Why power supply must be reliable and affordable

Our society is increasingly dependent upon electricity. Today, majority of companies and households rely on electricity to run their day to day operations.

As African economies evolve, the services sector is growing and electricity is a non-negotiable ingredient for businesses to operate efficiently.

Without a stable supply, businesses must juggle the logistics of having to generate electricity on site using expensive fuel. Ultimately, this impacts on the bottom line and hampers economic growth.

Across the continent, governments are focused on reducing the electricity generation deficit that has held back their economies and has been highly detrimental to development of small and medium-sized enterprises in the light manufacturing sector.

Kenya is in an interesting development phase with regards to its domestic energy requirements. In the past decade, the country has grappled with the challenge of unreliable, expensive and unsustainable energy use supporting a stagnating industrial and manufacturing base.

This is due to aging energy infrastructure that can no longer meet the modern-day requirements as envisaged in the country’s economic blueprint, the Vision 2030.

Rural Kenya, for instance, has for long been in the dark; disadvantaged in terms of energy supply. Most areas have not had connections to the electricity grid in the past or if they had, reliability of such electricity was somehow compromised.
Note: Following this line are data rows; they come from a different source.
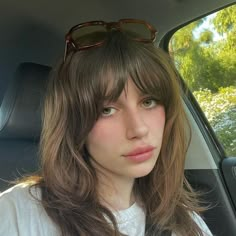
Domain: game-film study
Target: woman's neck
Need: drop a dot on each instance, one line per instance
(116, 193)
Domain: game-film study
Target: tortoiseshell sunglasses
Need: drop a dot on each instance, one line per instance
(94, 33)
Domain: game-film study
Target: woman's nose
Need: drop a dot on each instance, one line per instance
(136, 126)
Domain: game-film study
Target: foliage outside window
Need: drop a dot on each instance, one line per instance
(205, 55)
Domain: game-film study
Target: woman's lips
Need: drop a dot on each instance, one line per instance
(140, 154)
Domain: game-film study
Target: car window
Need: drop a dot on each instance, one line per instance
(204, 52)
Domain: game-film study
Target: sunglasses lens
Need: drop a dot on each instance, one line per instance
(137, 30)
(89, 35)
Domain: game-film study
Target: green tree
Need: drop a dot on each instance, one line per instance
(203, 62)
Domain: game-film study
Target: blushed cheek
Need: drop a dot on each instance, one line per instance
(102, 134)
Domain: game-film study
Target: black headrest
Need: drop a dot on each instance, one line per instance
(20, 111)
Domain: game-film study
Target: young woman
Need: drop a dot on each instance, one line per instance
(113, 143)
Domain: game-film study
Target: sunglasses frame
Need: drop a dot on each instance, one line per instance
(108, 26)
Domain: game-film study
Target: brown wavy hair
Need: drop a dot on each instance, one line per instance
(76, 91)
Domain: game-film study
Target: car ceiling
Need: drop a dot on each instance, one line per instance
(33, 31)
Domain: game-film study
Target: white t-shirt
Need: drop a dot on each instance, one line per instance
(22, 215)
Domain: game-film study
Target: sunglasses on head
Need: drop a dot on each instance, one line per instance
(94, 33)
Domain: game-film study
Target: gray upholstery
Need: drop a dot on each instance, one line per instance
(20, 122)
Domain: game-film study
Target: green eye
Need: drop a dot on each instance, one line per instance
(108, 111)
(149, 103)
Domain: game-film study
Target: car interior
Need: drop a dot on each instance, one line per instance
(32, 42)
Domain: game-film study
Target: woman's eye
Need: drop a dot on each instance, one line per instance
(149, 103)
(108, 111)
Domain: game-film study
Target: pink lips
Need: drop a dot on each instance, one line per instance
(140, 154)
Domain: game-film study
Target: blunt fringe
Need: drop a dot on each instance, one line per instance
(76, 92)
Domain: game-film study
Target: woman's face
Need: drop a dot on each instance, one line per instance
(126, 139)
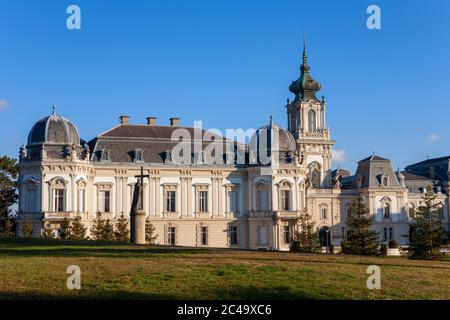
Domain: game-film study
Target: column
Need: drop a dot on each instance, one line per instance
(182, 192)
(213, 196)
(73, 191)
(275, 206)
(124, 197)
(250, 195)
(157, 196)
(44, 194)
(189, 196)
(118, 183)
(151, 209)
(220, 197)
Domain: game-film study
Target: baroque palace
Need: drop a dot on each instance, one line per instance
(250, 205)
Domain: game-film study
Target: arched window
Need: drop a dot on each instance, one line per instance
(315, 178)
(262, 197)
(58, 195)
(312, 120)
(285, 196)
(386, 210)
(385, 181)
(81, 195)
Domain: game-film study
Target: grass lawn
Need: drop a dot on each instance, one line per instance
(36, 269)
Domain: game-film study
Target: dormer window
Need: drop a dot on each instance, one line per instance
(168, 157)
(199, 157)
(104, 155)
(138, 155)
(386, 207)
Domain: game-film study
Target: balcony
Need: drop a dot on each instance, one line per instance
(48, 215)
(317, 134)
(286, 214)
(260, 214)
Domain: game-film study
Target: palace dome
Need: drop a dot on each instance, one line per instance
(54, 129)
(273, 140)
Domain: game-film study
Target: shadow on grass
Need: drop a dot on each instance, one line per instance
(237, 293)
(36, 247)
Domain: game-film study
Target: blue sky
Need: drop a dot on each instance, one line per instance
(229, 63)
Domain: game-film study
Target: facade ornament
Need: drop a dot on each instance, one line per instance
(43, 152)
(23, 153)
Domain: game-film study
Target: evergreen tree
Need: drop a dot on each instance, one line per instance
(362, 239)
(307, 238)
(78, 230)
(48, 232)
(65, 229)
(122, 233)
(8, 227)
(8, 194)
(150, 235)
(27, 228)
(427, 234)
(108, 231)
(98, 227)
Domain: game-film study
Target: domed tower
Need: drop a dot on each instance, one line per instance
(52, 137)
(306, 122)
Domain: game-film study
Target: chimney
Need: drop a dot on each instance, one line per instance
(124, 119)
(174, 122)
(151, 121)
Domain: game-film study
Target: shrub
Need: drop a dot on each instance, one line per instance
(344, 246)
(331, 249)
(383, 249)
(393, 244)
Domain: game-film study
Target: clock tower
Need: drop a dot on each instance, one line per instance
(306, 122)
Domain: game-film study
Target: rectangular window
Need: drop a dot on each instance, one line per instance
(203, 201)
(171, 201)
(287, 234)
(233, 235)
(171, 236)
(233, 201)
(58, 200)
(31, 205)
(104, 201)
(285, 200)
(204, 236)
(81, 195)
(262, 235)
(323, 213)
(261, 196)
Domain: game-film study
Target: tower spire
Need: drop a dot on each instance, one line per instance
(304, 49)
(305, 87)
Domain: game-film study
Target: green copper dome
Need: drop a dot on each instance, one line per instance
(305, 87)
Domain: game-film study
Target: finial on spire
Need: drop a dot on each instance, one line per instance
(304, 48)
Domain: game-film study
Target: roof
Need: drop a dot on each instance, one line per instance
(412, 176)
(374, 158)
(430, 161)
(147, 131)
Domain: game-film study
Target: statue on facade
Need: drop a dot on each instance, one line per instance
(137, 213)
(23, 153)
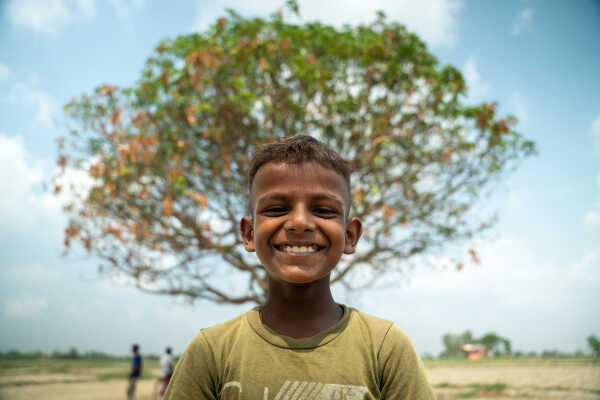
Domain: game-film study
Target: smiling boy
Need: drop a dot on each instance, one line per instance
(300, 344)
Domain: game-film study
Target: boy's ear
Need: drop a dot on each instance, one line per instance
(247, 231)
(353, 232)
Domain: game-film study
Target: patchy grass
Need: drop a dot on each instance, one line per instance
(465, 395)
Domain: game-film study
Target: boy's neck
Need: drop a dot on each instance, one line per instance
(300, 311)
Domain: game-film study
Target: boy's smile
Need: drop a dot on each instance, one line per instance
(299, 230)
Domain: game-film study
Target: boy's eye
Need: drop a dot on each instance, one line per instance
(325, 212)
(275, 210)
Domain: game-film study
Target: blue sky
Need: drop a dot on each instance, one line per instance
(539, 280)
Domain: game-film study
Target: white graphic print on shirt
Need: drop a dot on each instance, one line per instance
(302, 390)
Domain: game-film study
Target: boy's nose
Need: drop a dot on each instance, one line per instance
(300, 220)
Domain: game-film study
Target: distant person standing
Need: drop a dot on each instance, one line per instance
(166, 368)
(136, 371)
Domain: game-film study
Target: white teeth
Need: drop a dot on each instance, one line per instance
(300, 249)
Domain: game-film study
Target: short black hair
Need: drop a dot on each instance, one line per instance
(299, 149)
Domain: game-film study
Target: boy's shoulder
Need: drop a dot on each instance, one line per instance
(354, 322)
(380, 329)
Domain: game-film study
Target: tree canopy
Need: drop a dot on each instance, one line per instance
(168, 156)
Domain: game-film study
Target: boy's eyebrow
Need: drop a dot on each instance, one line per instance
(283, 196)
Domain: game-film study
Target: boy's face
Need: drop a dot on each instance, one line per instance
(299, 230)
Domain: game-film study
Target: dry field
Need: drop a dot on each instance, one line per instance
(490, 379)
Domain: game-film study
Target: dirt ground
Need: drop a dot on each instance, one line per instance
(537, 379)
(515, 380)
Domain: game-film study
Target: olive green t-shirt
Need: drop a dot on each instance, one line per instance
(360, 357)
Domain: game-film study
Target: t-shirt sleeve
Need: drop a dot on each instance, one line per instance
(194, 376)
(401, 370)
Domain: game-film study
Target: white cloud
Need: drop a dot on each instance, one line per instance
(477, 86)
(25, 307)
(48, 17)
(522, 22)
(596, 134)
(31, 273)
(18, 197)
(4, 71)
(27, 94)
(24, 202)
(435, 21)
(519, 106)
(123, 8)
(591, 220)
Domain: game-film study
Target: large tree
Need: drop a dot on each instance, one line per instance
(168, 156)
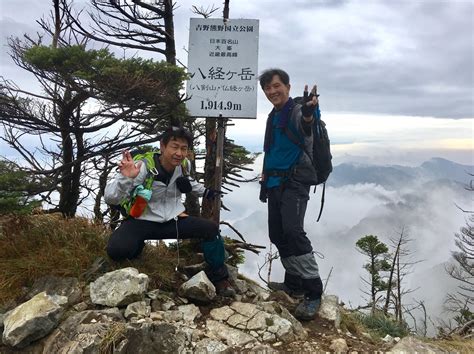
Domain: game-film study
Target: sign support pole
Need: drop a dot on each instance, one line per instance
(219, 167)
(220, 147)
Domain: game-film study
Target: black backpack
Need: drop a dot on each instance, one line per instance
(320, 156)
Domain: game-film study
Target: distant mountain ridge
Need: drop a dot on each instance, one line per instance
(395, 176)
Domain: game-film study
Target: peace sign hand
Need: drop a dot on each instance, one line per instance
(310, 101)
(127, 166)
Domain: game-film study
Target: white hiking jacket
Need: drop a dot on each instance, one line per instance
(165, 203)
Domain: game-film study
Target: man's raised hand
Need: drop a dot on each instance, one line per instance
(310, 101)
(127, 166)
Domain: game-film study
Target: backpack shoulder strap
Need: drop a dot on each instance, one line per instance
(292, 135)
(185, 166)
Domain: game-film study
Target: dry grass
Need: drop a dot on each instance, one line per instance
(38, 245)
(113, 336)
(34, 246)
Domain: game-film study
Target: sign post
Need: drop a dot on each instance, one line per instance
(223, 65)
(223, 83)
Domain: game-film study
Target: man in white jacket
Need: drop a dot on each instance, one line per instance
(164, 216)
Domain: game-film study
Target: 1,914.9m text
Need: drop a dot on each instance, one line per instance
(222, 105)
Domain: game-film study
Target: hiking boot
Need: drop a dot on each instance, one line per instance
(224, 288)
(307, 309)
(296, 293)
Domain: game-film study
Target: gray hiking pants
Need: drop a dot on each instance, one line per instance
(286, 211)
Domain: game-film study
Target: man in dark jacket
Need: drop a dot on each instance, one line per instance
(287, 175)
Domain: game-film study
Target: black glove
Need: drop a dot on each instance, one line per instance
(308, 110)
(183, 184)
(211, 193)
(263, 192)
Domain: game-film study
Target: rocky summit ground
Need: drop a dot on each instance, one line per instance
(117, 313)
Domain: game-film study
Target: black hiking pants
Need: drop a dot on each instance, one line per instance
(286, 211)
(128, 240)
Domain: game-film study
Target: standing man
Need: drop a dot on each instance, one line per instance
(287, 175)
(163, 215)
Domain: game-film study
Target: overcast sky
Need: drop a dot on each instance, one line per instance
(396, 85)
(377, 63)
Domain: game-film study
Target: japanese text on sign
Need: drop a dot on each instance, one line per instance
(222, 65)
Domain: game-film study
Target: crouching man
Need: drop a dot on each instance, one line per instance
(161, 215)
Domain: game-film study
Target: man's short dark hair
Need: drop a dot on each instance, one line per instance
(267, 76)
(175, 133)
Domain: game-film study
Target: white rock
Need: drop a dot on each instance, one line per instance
(221, 313)
(32, 320)
(208, 345)
(246, 309)
(232, 336)
(137, 309)
(199, 287)
(120, 287)
(238, 321)
(190, 312)
(259, 321)
(339, 345)
(330, 310)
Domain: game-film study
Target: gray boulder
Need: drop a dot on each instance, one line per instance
(52, 285)
(199, 287)
(83, 332)
(119, 288)
(208, 345)
(152, 338)
(32, 320)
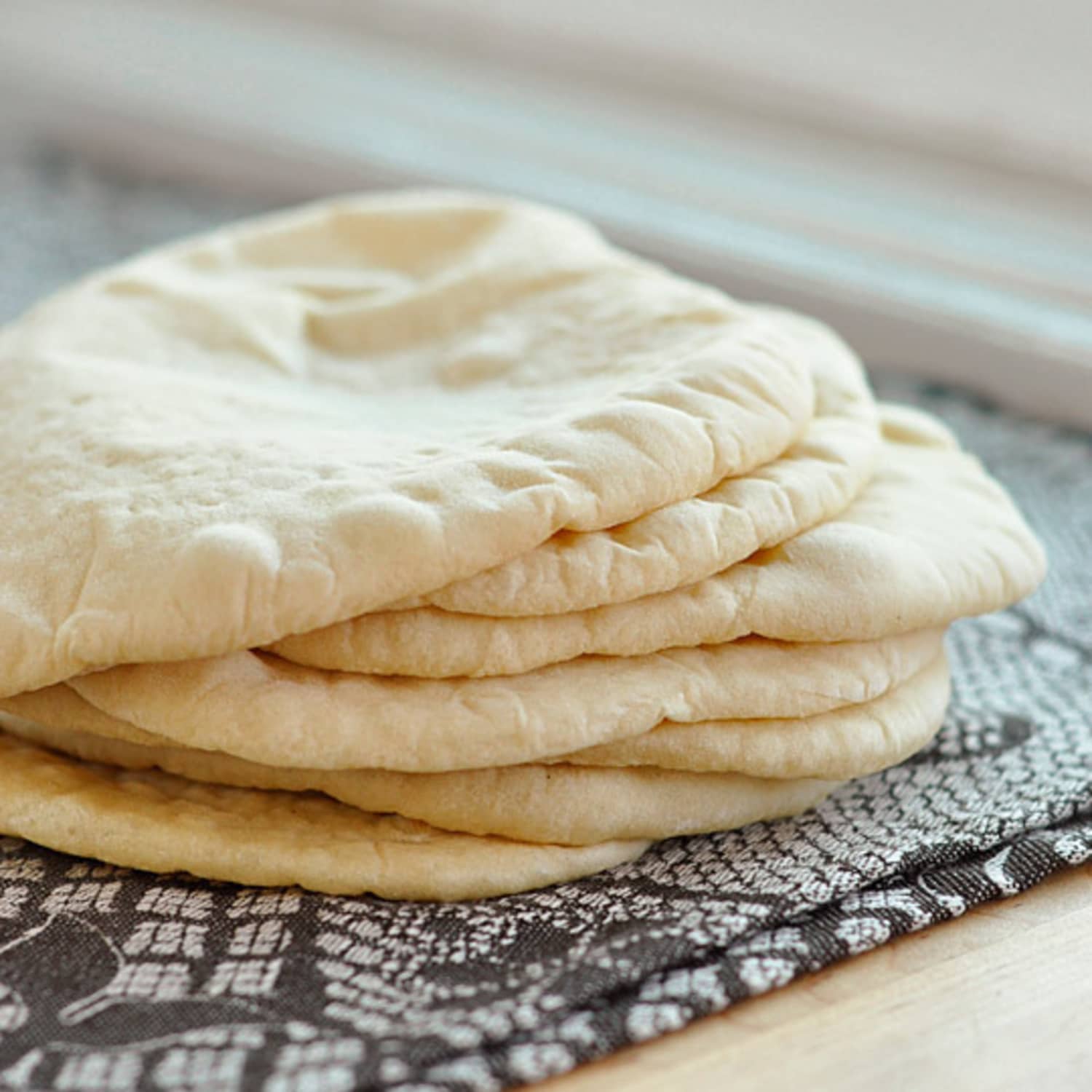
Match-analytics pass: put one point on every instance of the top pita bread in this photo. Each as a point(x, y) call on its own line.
point(298, 419)
point(930, 539)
Without electricity smallholder farmers, rural small enterprises and even big investors face barriers in adopting new technologies and linkages to markets and modern value chains that would allow them to grow their businesses and improve livelihoods.

The Kenya Electricity Transmission Company (Ketraco) has been on the track, extending the national power grid to every corner of the country and projecting to attain cumulative length of 16,100 by 2030.

A number of grid stabilisation projects and extension lines are being put in place to ensure a continuous balance between supply and demand and also take care of the reserves that would be used in case of contingencies.

The Western bound Olkaria-Lessos-Kisumu transmission line project which entails construction of a double circuit transmission line between Olkaria II and Kisumu (Mamboleo) substations via Lessos substation together with the associated substations – is one of our major undertakings that would be a game changer in the targeted region and play a pivotal role in the regional power pool upon completion.

The line evacuates reliable geothermal power which, apart from being associated with many environmental benefits such as reduction of carbon emissions and environmental pollution, brings along numerous direct economic gains to the economy.

It is well known that geothermal plants can operate 24 hours a day with a steady output, regardless of environmental conditions and are not subject to the unpredictability and voltage swings that variable energy resources face and hence can fulfill the necessary role as a renewable baseload power source in the western region.

As aging baseload fossil fuel plants retire nationally, geothermal plants can provide the electricity these plants have historically provided to the power system. Baseload technologies provide important attributes for grid stability including inertia, voltage control, capacity and in geothermal power’s case flexibility. 

This combination of firm and flexible power capability positions geothermal energy as an ideal candidate to fill several roles historically performed by emission-heavy fossil fuels, such as baseload, regulation, load-following and reserve functions.

In addition to considerable environmental advantages over fossil fuels, geothermal plants generally lack the fuel costs of other baseload sources, or the ancillary and transmission costs associated with variable energy resources that often equate to the long-term stability in energy costs.

To this end, the western Kenya region is being re-positioned as a major investment destination with vast improvement to various sectors of the economy thanks to timely arrival of reliable and efficient energy supply from the project that is also expected to facilitate power exchange between Ethiopia, Kenya, Uganda and Rwanda.

Once completed, the region’s sugar sector, hospitality industry, transport (including the port of Kisumu), aviation, cotton, fishing, mining, construction and health sectors are set to grow to their full capacities due to the abundance of reliable, efficient and available power. This would spur serious economic turn-around with opportunities for employment and trade.